Underwater noise pollution from ships is a chronic, global stressor impacting a wide range of marine species. Ambient ocean noise levels nearly doubled each decade from 1963-2007 in low-frequency bands attributed to shipping, inspiring a pledge from the International Maritime Organization to reduce ship noise and a call from the International Whaling Commission for member nations to halve ship noise within a decade.
In a recent paper, Scott Veirs of Beam Reach Marine Science and others analysed different ways to achieve these targets, using the example of a critically endangered resident killer whale population whose critical habitat spans shipping lanes serving the ports of Vancouver and Seattle.

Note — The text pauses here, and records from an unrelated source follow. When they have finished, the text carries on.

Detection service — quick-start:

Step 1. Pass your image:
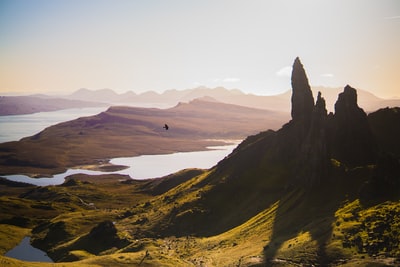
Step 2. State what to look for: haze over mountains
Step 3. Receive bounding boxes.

[0,58,400,267]
[0,87,400,116]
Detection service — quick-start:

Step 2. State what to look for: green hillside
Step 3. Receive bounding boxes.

[0,58,400,266]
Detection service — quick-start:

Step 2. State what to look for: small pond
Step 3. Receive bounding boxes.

[4,236,53,262]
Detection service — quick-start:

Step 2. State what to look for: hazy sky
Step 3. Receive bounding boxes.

[0,0,400,97]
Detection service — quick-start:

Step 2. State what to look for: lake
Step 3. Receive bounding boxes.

[0,105,238,186]
[4,236,53,262]
[0,107,107,143]
[3,144,237,186]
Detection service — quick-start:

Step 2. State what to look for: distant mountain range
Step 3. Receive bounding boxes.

[0,58,400,267]
[0,87,400,116]
[0,99,289,177]
[0,95,107,116]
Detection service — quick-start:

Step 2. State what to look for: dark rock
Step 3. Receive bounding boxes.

[330,85,377,166]
[88,221,117,239]
[291,57,314,127]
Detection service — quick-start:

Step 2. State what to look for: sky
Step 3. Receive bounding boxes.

[0,0,400,98]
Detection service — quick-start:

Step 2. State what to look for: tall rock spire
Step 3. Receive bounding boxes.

[331,85,377,166]
[292,57,314,125]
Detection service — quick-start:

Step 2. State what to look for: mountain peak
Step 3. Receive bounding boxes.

[291,57,314,124]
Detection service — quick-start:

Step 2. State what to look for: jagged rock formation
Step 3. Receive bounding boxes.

[291,57,314,129]
[286,58,377,186]
[331,85,377,166]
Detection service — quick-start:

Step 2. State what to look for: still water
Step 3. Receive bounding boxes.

[3,144,237,186]
[0,107,107,143]
[4,236,53,262]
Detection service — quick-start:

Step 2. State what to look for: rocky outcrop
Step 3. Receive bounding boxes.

[291,57,314,129]
[330,85,377,166]
[288,58,377,185]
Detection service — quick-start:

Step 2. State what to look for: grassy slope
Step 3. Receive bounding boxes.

[0,166,400,266]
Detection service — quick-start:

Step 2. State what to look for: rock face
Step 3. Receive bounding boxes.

[331,85,377,166]
[291,57,314,127]
[290,58,377,184]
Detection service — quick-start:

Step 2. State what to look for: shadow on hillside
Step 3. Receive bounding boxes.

[264,158,400,266]
[264,173,358,266]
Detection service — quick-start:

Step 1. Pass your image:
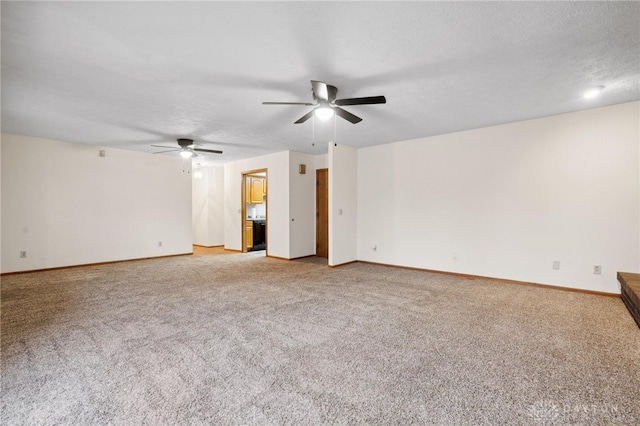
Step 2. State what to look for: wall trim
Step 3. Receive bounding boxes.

[327,260,360,268]
[0,252,193,277]
[358,260,620,297]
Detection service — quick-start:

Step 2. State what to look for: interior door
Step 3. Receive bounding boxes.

[316,169,329,258]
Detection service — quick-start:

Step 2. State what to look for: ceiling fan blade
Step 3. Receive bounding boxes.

[293,110,314,124]
[154,151,180,154]
[333,107,362,124]
[335,96,387,106]
[262,102,315,106]
[192,148,222,154]
[149,145,180,151]
[311,80,329,101]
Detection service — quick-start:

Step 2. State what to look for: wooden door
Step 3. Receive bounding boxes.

[316,169,329,258]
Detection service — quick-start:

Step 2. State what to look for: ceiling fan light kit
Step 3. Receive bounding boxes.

[314,106,333,120]
[262,80,387,124]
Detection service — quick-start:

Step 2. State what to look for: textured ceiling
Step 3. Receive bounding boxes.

[1,1,640,162]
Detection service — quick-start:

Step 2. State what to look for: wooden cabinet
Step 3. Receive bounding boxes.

[245,220,253,249]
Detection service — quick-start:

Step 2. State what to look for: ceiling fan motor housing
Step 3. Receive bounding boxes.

[178,138,193,148]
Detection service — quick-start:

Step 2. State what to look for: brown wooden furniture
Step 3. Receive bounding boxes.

[618,272,640,327]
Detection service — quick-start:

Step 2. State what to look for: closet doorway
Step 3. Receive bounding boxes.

[240,169,268,255]
[316,169,329,258]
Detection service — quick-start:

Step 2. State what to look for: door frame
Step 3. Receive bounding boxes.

[315,167,329,261]
[240,169,269,256]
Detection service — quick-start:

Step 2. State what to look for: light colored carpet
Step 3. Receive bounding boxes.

[1,250,640,425]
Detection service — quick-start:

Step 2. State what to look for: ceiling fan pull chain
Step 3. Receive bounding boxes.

[333,114,338,146]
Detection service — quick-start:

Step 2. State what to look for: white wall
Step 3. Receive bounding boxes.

[289,151,316,259]
[314,154,329,170]
[357,102,640,293]
[329,143,359,266]
[192,165,224,246]
[1,134,192,272]
[224,151,290,259]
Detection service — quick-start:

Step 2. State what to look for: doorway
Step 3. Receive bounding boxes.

The analysis of data from 1,582 ships revealed that half of the total acoustic power comes from just 15% of the loudest ships. Container ships had the highest average source levels of the ship classes in the analysis. Bulk carriers and cargo ships were among the loudest ships, too. The paper identified four management options to achieve a noise reduction target:
- removing the loudest 15% of the fleet
- reducing the source levels of the loudest 42.8% of the fleet
- speed limits
- reduction of 3 dB in the total radiated power of all ships
Management vehicles include, at least: regulated vessel speed limits in biologically important habitat; tax incentives or subsidies to retrofit or replace noisy ships with quieter ones, for which designs already exist; regulated noise emission standards for all or some ships entering into a state’s internal waters; port-based incentives and other measures (e.g. reduced berthing fees for ships that are accredited as less noisy).
Despite projections of ship noise rising through 2030, identification of gross acoustic polluters as well as optimal management of the global fleet could begin to reduce the current detrimental levels of noise without necessarily regulating the entire fleet.